Non mi piace parlare di me, di quello che ero. Ho il rimpianto di non avere mai potuto guidare il Gamma 500 di Enrico, quella mostruosa creatura profumata di Gran Premi: quattro minacciosi silenziatori a sputare nuvole azzurre e il sibilo violento dei dischi rotanti. Ero il più giovane della compagnia e il mio momento di gloria stava per arrivare, avrei compiuto diciott’anni e poi Enrico me l’avrebbe affidata per un brevissimo giretto, me l’aveva promesso. Ma un Ciao in controsenso mi ha preso sul manubrio; sono caduto urtando con la testa nuda il bordo di un marciapiede mentre con la mia Honda 125 CBX facevo le consegne per raggranellare qualche soldo da spendere in benzina il sabato, quel sabato in motocicletta che inseguivamo come una bella ragazza, come la gonna della mamma quando eravamo piccoli, come il sospiro dopo avere mollato per la prima volta la frizione senza far spegnere il motore.

 

Oggi è uno di quei sabato sera nel quale siamo riusciti a riunirci, la trattoria è deserta, Michele non avrebbe approvato ma i miei tre amici tengono questo locale solo per noi quattro e lo aprono i fine settimana estivi un po’ per sfizio e un po’ pure per non fare invecchiare e condannare all’oblio la nostra gioventù e il mio ricordo. Sul cavalletto laterale la RG Gamma 500 e una sei cilindri osservano incuriosite nel parcheggio il tre ruote che sta in piedi da solo. Sul tavolino d’angolo, Sebastiano e Giulio ascoltano Enrico che racconta come è riuscito ad evitare un camion in controsenso mentre stava esagerando in quarta marcia: “dovevate vederlo, più si avvicinava più io frenavo ed era impossibile rimanere freddi.
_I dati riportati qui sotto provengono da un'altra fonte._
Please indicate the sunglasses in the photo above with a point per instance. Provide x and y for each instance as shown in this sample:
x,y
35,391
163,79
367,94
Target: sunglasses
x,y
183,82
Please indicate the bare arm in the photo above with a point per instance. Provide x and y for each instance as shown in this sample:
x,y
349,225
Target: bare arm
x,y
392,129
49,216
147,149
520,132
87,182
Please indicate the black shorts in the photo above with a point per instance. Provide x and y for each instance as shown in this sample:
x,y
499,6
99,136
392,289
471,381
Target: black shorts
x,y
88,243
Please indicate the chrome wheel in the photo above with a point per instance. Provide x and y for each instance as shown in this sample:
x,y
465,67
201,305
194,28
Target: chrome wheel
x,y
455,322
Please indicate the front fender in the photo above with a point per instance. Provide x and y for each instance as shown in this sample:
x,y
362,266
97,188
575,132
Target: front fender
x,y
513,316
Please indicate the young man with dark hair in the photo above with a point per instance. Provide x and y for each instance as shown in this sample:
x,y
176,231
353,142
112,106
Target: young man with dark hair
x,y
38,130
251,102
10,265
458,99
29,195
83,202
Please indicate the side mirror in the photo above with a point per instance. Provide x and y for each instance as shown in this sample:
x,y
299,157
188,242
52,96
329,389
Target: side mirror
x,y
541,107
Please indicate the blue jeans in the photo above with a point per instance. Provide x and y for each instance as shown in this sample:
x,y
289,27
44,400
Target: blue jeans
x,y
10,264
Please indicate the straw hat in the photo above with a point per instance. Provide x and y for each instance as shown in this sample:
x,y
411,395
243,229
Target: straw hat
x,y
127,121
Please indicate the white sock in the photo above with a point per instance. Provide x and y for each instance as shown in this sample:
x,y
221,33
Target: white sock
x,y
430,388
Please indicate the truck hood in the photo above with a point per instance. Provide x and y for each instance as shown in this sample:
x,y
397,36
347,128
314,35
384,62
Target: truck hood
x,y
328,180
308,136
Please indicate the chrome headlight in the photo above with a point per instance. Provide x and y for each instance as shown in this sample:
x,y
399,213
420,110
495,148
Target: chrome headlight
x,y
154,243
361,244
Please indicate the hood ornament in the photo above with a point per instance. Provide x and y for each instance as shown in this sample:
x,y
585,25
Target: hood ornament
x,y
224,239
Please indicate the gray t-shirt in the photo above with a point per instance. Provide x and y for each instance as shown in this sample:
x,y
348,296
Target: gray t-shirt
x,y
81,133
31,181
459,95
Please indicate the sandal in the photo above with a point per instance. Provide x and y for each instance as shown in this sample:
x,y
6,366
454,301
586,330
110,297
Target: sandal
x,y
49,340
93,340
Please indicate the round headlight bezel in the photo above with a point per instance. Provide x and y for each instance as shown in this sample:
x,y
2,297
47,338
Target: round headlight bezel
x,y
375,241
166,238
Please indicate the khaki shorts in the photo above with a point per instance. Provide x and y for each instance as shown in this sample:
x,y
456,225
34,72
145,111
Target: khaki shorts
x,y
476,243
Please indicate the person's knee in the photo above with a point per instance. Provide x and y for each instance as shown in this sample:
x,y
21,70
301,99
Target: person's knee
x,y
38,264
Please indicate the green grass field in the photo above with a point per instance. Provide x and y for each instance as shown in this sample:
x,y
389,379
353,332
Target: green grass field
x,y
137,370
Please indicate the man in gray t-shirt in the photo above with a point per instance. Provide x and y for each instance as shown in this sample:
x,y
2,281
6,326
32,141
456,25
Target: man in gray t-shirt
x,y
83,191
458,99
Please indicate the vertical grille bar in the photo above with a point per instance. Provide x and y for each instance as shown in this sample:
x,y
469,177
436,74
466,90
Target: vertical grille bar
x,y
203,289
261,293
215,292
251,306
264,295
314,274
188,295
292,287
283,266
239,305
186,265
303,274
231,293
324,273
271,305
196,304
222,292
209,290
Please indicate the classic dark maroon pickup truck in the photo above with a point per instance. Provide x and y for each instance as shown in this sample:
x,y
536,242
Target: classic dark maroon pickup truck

Poi la moto ha scartato quasi da sola rimanendo ad un centimetro dal guard-rail mentre il camion mi sfilava a un metro!”. “Che culo!” dice Giulio, “Vabbè ma pure il sangue freddo… e poi il Gamma è leggerissimo lo metti dove vuoi!” aggiunge Sebastiano “…che ne avrebbe detto Lorenzo?”; cala un attimo di silenzio e tutti e tre guardano verso la mia sedia vuota, come se aspettassero una risposta ma io me ne sono andato ventisei anni fa; comunque adesso non importa cosa avrei detto io: sono ventisei anni che cerco di conservare integro quel Gamma 500, Enrico amico mio carissimo, e sarebbe pure ora che tu credessi agli angeli custodi delle moto.